Stakeholders in the oil and gas sector have called on government to encourage more tertiary institutions and corporate bodies to go off the National Power Grid (PHCN) by investing in Compressed Natural Gas (CNG), LPG or renewable energies since this energy usage is cleaner, cheaper and environmentally friendly.

The stakeholders made the call in a communique at the third biennial international conference on hydrocarbon science and technology in Abuja.

Reading from a communiqué from a two-day programme organised by the Petroleum Training Institute (PTI) in Abuja, the Director of Research and Development, PTI, Dr Tina Isichei, stressed that the government should also seek to liberalise the sector.

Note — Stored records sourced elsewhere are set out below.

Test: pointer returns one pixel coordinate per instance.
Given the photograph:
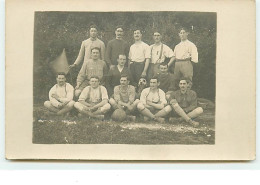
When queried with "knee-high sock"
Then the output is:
(164, 111)
(180, 112)
(195, 113)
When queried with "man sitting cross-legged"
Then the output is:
(152, 102)
(61, 96)
(184, 103)
(93, 101)
(124, 97)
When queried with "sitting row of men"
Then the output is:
(154, 103)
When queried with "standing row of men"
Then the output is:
(120, 78)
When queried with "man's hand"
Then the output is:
(72, 66)
(77, 86)
(143, 74)
(112, 66)
(55, 96)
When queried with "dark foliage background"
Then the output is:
(54, 31)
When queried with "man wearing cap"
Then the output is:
(139, 56)
(115, 73)
(92, 67)
(159, 52)
(115, 47)
(87, 45)
(184, 54)
(152, 102)
(93, 101)
(124, 97)
(61, 96)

The conference further recommended that “Due to the strategic uniqueness of PTI in the oil and gas industry and the need to deepen local capacity, NNPC Ltd, regulators and major oil companies should partner with PTI in human capacity development in the oil and gas value chain and infrastructural upliftment to enhance its service delivery.

“Also, the government should encourage more investors to participate and invest in Compressed Natural Gas (CNG) and Liquefied Petroleum Gas (LPG) technology to utilize gas and distribute it to satisfy the domestic growing energy needs of various off-takers that are far off the pipelines.”

It also called for further domestication of oil and gas technologies which is the most promising approach to revamping the industry, and urged the federal government to promote in-country domestication of natural gas development for economic transformation.

Emphasising the need to deploy artificial intelligence in the sector, it noted that “Data mining, Blockchain, AI and Internet of Things (IoT) are gaining interest by Exploration and Production (E&P) companies, agricultural sectors, refineries and petrochemical companies which is why more investment needs to be carried out on their effective utilizations in-country.”

The Dr Henry Adimula-led institution noted that the conference resolved that Nigeria should ensure the domiciling of the proposed African Energy Bank (AEB) in-country to easily facilitate oil and gas energy projects financing.

The participants noted that for Nigeria to be among 50 developed nations by the year 2050, it has to believe in itself and make vigorous efforts to support R&D for the purpose of domesticating many technologies.

“Nigeria must expand sources of funding R&D to PTI and other academic institutions through incentives like tax credit etc. Research should be coordinated so that outputs can be market-driven,” the participants stressed.